Europeans Stocking Up On Guns

Supporters of anti-immigration movement Patriotic Europeans Against the Islamisation of the West (PEGIDA) hold German flags and a portrait depicting German Chancellor Angela Merkel during a demonstration in Dresden January 12, 2015. REUTERS/Fabrizio Bensch

This post is also available in: heעברית (Hebrew)

Residents of European countries, particularly women and police officers, are purchasing more personal weapons, according to sources in the weapons industry. The number of gun permits issued in Germany and Austria has quadrupled following the attacks in Cologne and Salzburg on New Year’s Eve.

“Women customers include waitresses that need to get home in the evening, and women that walk dogs regularly in the evenings.

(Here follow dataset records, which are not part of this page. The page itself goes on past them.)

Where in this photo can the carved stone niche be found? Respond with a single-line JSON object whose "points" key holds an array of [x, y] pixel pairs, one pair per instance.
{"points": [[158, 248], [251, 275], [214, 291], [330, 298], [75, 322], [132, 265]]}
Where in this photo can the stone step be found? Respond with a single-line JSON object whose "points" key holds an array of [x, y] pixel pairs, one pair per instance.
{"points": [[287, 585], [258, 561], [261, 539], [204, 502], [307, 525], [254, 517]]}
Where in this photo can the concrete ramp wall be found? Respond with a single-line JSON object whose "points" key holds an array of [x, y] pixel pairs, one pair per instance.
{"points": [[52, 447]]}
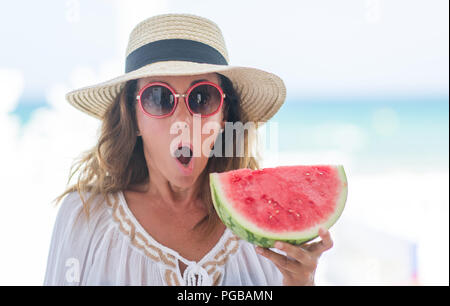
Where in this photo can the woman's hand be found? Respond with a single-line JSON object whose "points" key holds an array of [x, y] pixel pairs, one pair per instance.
{"points": [[299, 266]]}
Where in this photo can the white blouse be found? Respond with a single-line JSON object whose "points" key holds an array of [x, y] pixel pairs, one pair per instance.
{"points": [[114, 249]]}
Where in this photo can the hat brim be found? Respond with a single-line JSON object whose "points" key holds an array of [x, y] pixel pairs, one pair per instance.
{"points": [[261, 93]]}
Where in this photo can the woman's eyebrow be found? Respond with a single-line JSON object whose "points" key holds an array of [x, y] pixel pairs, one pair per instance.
{"points": [[192, 83]]}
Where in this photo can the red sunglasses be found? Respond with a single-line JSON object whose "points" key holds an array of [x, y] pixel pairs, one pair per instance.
{"points": [[159, 100]]}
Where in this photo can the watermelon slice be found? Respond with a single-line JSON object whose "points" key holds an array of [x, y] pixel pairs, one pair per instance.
{"points": [[287, 203]]}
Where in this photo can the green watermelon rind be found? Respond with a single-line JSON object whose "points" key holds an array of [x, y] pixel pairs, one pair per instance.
{"points": [[255, 235]]}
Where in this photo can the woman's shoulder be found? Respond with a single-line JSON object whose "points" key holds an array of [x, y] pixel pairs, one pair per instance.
{"points": [[81, 213]]}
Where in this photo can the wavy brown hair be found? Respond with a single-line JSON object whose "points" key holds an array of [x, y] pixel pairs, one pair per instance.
{"points": [[117, 161]]}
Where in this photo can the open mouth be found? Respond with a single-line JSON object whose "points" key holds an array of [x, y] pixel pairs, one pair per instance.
{"points": [[183, 154]]}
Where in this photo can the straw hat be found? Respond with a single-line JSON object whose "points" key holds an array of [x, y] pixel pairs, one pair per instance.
{"points": [[184, 44]]}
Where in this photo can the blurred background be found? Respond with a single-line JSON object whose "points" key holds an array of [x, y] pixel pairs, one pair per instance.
{"points": [[367, 87]]}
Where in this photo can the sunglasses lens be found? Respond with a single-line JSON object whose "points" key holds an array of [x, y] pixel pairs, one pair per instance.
{"points": [[204, 99], [157, 100]]}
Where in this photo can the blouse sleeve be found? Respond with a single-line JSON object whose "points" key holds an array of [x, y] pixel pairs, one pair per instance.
{"points": [[68, 246]]}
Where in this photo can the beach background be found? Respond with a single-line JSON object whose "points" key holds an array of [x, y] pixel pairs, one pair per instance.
{"points": [[367, 87]]}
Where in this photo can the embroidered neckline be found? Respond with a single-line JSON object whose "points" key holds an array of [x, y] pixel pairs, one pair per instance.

We are also seeing some coming in to buy them for their daughters,” a local gunsmith in Innsbruck, Austria told Central European News.

Policing efforts have been increased in the wake of the attacks, with Vienna Mayor Michael Haupl promising to deploy 1,000 additional officers on patrol duty. In the view of many, however, these measures are insufficient to deal with the influx of 200,000 asylum-seekers who have entered the country in recent months.

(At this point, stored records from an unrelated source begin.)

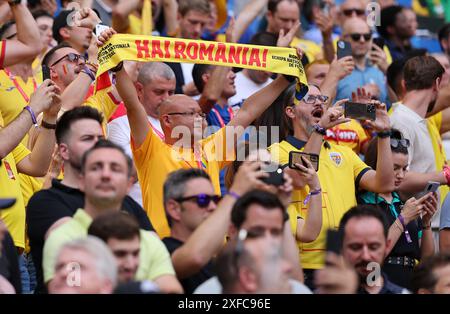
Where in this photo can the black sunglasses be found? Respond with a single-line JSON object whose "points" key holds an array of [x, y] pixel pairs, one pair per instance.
{"points": [[349, 12], [202, 200], [357, 37], [72, 57], [395, 142]]}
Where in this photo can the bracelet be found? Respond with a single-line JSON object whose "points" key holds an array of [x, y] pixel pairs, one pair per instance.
{"points": [[47, 125], [33, 116], [233, 194], [319, 129], [384, 134], [311, 193], [407, 235]]}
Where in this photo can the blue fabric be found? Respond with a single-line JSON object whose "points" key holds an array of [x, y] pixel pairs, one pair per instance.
{"points": [[359, 78]]}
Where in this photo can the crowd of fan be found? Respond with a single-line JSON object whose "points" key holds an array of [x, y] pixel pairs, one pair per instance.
{"points": [[97, 196]]}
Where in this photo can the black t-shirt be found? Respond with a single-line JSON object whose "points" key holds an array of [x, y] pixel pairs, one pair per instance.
{"points": [[47, 206], [190, 283], [9, 263]]}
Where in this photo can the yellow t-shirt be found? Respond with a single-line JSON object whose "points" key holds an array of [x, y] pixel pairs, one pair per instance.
{"points": [[155, 159], [434, 125], [311, 49], [350, 134], [14, 217], [339, 169]]}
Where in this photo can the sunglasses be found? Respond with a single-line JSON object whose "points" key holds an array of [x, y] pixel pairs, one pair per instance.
{"points": [[349, 12], [311, 99], [357, 37], [71, 57], [202, 200], [404, 142]]}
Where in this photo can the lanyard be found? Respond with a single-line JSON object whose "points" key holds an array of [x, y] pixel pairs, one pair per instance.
{"points": [[19, 88], [222, 123]]}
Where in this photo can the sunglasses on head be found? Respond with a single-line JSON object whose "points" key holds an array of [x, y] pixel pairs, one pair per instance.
{"points": [[71, 57], [349, 12], [202, 200], [357, 37], [395, 142]]}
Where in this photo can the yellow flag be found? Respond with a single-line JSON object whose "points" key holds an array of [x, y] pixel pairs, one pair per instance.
{"points": [[147, 20]]}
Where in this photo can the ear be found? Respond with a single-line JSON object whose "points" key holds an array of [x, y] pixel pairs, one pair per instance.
{"points": [[173, 210]]}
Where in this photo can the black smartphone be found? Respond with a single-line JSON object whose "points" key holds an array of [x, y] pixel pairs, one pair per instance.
{"points": [[296, 158], [379, 41], [45, 72], [275, 175], [344, 49], [360, 111], [334, 243]]}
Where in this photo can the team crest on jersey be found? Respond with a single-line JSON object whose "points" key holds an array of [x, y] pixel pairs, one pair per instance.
{"points": [[336, 158]]}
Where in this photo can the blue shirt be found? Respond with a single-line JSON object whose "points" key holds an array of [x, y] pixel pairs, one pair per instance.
{"points": [[359, 78]]}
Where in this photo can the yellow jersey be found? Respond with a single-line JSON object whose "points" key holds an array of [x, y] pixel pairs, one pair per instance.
{"points": [[340, 170], [155, 159]]}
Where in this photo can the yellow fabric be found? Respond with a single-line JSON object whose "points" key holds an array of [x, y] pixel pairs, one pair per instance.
{"points": [[385, 49], [311, 49], [147, 48], [155, 159], [154, 259], [339, 167], [14, 217], [11, 101], [434, 125], [350, 134], [147, 20]]}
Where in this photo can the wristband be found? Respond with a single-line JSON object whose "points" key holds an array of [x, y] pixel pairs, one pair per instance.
{"points": [[33, 116], [402, 221], [319, 129], [384, 134], [311, 193]]}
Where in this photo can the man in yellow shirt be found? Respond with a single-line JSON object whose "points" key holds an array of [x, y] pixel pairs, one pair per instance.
{"points": [[341, 172]]}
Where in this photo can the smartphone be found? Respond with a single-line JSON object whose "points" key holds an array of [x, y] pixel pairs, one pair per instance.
{"points": [[360, 111], [344, 49], [333, 241], [275, 175], [296, 158], [379, 41], [45, 73]]}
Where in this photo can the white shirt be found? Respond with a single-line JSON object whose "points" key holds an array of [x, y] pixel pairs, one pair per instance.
{"points": [[245, 87], [119, 132]]}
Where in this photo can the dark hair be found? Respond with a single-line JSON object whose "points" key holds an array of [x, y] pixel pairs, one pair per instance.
{"points": [[118, 225], [175, 184], [197, 72], [40, 13], [364, 211], [444, 33], [273, 4], [5, 27], [388, 18], [423, 276], [106, 144], [264, 39], [370, 157], [69, 117], [265, 199], [421, 72], [52, 51], [59, 22]]}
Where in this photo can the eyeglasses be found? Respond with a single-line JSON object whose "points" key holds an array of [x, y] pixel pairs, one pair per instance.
{"points": [[349, 12], [311, 99], [188, 114], [357, 36], [72, 57], [395, 142], [203, 200]]}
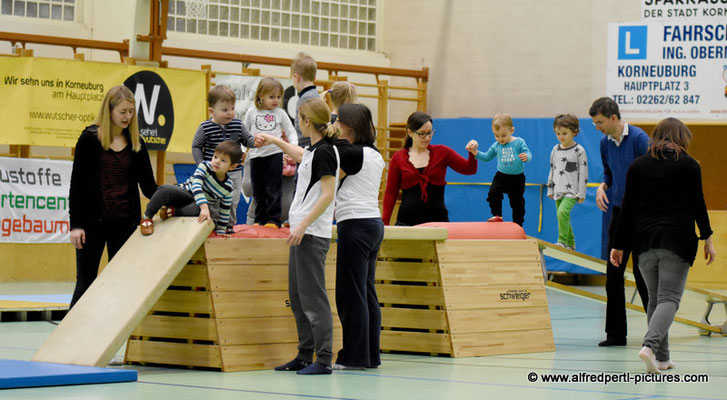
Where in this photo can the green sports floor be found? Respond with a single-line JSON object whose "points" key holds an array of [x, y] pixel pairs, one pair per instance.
{"points": [[577, 328]]}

According to figures from Austria’s Interior Ministry, one in three criminals in the country is foreign. In Vienna, the statistics are even worse: almost half of criminals are of a foreign background.

It should come as no surprise that gun ownership is rising in the country. Fewer than 10 people obtained a license to keep a gun at home for purposes of self-defence in August. In October, license applications numbered in the hundreds.

In a poll conducted by Viennese daily Heute, some 60 percent of respondents said the inflow of asylum-seekers was cause for concern, fear, and unease.

Gun shops in the city are struggling to keep up with demand, with a local shop owner telling Central European News: “I have completely sold out of pepper spray and have to wait at least a month before they can provide me with any more.”

The situation is similar in Salzburg. Shop owner Constanze Dorn said she had also run out of pepper spray.  “I have never experienced anything like it,” she said. “I have ordered several hundred more. I don’t know how long they will last.”

Demand has also risen for private protection services. The White Wings Association is offering free personal protection to Viennese women after Garhard Purstl, the city’s police chief, said “women should in general not go out on the streets at night alone, they should avoid suspicious-looking areas and also when in pubs and clubs should only accept drinks from people they know.”

In the tense atmosphere, hundreds of anti-Muslim demonstrators attacked police officers in Cologne last week, carrying signs reading “Rapefugees Not Welcome” and shouting “Merkel Out” – as a response to the open-door policy of Chancellor Angela Merkel.

More than 1.1 million refugees and migrants arrived in Germany in 2015.